¡Oh, Fabio!

Luis Sánchez-Moliní

lmolini@grupojoly.com

Camareros de hospital

Los bares de los hospitales parecen hoy quirófanos o centros de comida vegana. Da corte preguntar si hay menudo

Haremos un homenaje al Pali: ya no se ven en los hospitales a los camareros recitando tapas. Hoy, en la cafetería del Virgen del Rocío hay personal de restauración, educado y aseado, pero no camareros licenciados por la muy exigente Universidad Hispalense de Barras y Veladores. Los nuevos están cada vez más robotizados, meros asistentes de las máquinas para cobrar o servir el Nestea, esperando apáticos a que la ola del "fin del trabajo", como algunos sociólogos llaman al inquietante mundo laboral que se atisba en el horizonte, se los lleve a la tranquila playa de la renta básica universal. Y a vivir. Se echa de menos a los camareros "de toda la vida", a esos homeros de la restauración (García-Pelayo dixit), frenéticos en los movimientos, el tono de voz elevado en consideración a los sordos y lerdos, siempre con una bayeta en la mano para higienizar la barra cuya defensa y prosperidad le había sido encomendada. Esos camareros, decíamos, se han perdido, y he aquí su canto y lamento. Ahora, hay bares de hospital que parecen quirófanos o, peor aún, centros de comida vegana, con barras atestadas de comida preparada, meseros que susurran y menús saludables. Da hasta corte preguntar si tienen menudo. Hubo un tiempo en que en el bar del Maternal (hoy empoderado Hospital de la Mujer) era refugio y consuelo para los padres primerizos y los crápulas que buscaban rematar la faena con un gintonic y alguna tapa bravía. Y allí estaban los camareros de antaño, para preguntar cómo estaba la madre o poner orden en el improvisado guateque de los golfos, gente sentimental y ruidosa. Acabaremos como en las películas USA, sacando la comida de tristes máquinas mientras esperamos la amarga noticia en el pasillo de Urgencias.

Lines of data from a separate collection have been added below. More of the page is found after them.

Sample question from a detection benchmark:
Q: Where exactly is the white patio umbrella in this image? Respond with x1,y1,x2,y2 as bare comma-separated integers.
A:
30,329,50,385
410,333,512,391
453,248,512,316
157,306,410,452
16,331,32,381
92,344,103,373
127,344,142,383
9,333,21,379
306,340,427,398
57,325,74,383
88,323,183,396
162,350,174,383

El camarero tradicional de hospital era mucho más que un mero empleado de franquicia o multinacional. Deberían haber sido subvencionados por los servicios de salud mental; ser considerados como sanitarios, como se dice ahora; recabar los aplausos del pópulo desde los balcones. A la segunda vez que veían a alguien por la barra ya le estaba preguntando por sus cuitas, demostrando un asombroso conocimiento de las cuestiones médicas y un profundo entendimiento del alma humana. Una de sus charlas podía valer más que una sesión de un PIR . "¿Qué, cómo ha ido ese TAC?", podía decir mientras servía una cerveza bien muñequeada. Y el ambiente adquiría una consoladora levedad. A su manera eran los nuevos monjes hospitalarios, ángeles de ala quebrada, algo frescos y charlatanes que cobraban a la mano, sin intermediación de algoritmos, desplegando ante el cliente los billetes y las monedas de la vuelta. ¿A qué otro mundo se habrán ido estos doctorcitos del tirador y el solomillo al güisqui? ¿En qué garito estarán sentando cátedra sobre la medicina del alma?